Finally we did it! Setting all mundane chores aside we went up to Sinhagad this morning. I admit I was a bit apprehensive about the heat (its above 40 deg C) hence started the climb at 6AM. I fully expected to be one of the few going this way but was in for a huge surprise. At that hour, with birds waking up with their morning songs, we met some people coming down – torches in hand.
As we made our way up, it was a veritable ‘jatra‘ there (mela-fair). People came in cars, on two wheelers and in buses all to climb up the about 700 m high fort- Pune’s pride. The climb is about an hour of continuous uphill work. More if one is not used to regular exercise and less for the fit and with less crowds.
The view is breathtaking.
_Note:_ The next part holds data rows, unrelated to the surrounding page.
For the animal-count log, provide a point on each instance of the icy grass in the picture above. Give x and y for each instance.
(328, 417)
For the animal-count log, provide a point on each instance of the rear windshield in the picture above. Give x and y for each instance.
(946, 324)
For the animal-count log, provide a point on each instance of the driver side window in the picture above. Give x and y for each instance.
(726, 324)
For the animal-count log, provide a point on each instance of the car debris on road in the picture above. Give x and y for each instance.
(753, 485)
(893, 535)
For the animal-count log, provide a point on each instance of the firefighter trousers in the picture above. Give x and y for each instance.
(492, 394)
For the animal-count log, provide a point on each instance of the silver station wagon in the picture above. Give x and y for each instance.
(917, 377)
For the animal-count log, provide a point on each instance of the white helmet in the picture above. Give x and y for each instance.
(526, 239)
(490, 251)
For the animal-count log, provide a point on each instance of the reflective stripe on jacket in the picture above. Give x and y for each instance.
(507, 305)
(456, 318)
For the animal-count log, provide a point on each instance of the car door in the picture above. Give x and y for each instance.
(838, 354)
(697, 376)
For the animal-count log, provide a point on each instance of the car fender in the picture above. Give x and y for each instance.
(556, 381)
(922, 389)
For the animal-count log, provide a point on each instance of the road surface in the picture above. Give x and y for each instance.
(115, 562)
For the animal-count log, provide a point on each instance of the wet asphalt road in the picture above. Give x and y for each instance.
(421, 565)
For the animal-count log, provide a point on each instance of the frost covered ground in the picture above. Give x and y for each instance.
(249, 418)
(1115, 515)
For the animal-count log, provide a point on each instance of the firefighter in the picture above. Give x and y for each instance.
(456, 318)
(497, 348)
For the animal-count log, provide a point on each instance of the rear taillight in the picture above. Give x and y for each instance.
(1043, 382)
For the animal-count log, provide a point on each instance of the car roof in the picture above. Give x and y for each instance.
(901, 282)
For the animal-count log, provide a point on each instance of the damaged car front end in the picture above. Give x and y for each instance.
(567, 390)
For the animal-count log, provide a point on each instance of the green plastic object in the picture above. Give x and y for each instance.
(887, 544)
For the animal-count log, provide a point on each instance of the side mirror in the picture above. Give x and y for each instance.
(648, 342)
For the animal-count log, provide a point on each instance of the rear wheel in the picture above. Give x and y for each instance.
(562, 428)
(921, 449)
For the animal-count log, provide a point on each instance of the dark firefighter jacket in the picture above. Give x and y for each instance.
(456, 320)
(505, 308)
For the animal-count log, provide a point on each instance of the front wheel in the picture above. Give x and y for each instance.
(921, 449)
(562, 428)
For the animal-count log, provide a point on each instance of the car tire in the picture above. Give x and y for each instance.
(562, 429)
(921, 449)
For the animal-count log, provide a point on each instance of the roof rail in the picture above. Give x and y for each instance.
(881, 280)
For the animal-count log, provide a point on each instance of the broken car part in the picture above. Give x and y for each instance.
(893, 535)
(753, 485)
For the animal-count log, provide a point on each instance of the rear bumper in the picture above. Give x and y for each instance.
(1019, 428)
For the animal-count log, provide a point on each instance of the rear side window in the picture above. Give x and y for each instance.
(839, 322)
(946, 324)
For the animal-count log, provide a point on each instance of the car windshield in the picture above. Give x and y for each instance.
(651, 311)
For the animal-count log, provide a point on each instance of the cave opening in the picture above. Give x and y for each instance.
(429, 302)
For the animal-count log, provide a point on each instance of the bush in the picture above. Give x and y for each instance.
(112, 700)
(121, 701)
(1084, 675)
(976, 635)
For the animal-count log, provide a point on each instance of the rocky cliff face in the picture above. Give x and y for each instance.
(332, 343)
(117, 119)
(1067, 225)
There is no need to worry if one is on the right track, just follow the hordes!
Just as one felt the urge to stop, there was a gentle cool breeze that gave a soothing touch to the burning muscles and lungs. There are few stalls selling sugarcane juice or lime juice enroute but one can make it up without this nourishment. Leave it for the top!
The most amazing thing was that majority of those on foot were in the age group of about 40 years. Ladies and men alike enthusiatically went up with radio for company. Luckily the solid rock face held off cell signals so one could truly be with nature. Children were the next largest group and surprisingly youth ranked the least. We even met some really old gentlemen who must have been above 60 yrs atleast who climbed up easily, putting others to shame.
As one looked up I spotted the setting moon along side the Doordarshan tower in the tender morning light. A beautiful sight (photo above). The backwaters of the Khadakvasala dam could be seen snaking behind the hills.
The final climb is the steepest and narrowest but locals are there to assuage our stress with cooling lemon juice, curds (in earthen pots), buttermilk and plain cucumber. All exhaustion just melts away as one sips the simple fare. Those really hungry could walk ahead for ‘junka bakri’ (Maharashtrian roti made of Jowar served with chilly and onion) or ‘bhaji’ (pakora). We decided to give these a miss fearing the Sun and began our descent. Surprisingly I found that part to be tougher than going up as the stones had loose soil which made the track slippery. We made it up in 55 minutes (good time I am told) and the return journey took the same time.
As one looks up one can see the serpentine queue snaking up the bare brown hillside. Buses ply between Swargate and Shaniwarwada to base of the Sinhagad fort beginning as early as 5 AM on Sundays. From then on its by bus 11! Carry your water, essentials in a backpack, wear a pair of sturdy shoes with a good sole. Cap and suntan lotion are a must for this season. That’s it. You are in business. You can catch a bus back to town once you are done!
The trees are totally bare now but come the first showers, will be a riot of green. Those visiting Pune must make it a point to visit this fort. And do go on foot if possible. The visit is worth discovering every muscle in your body!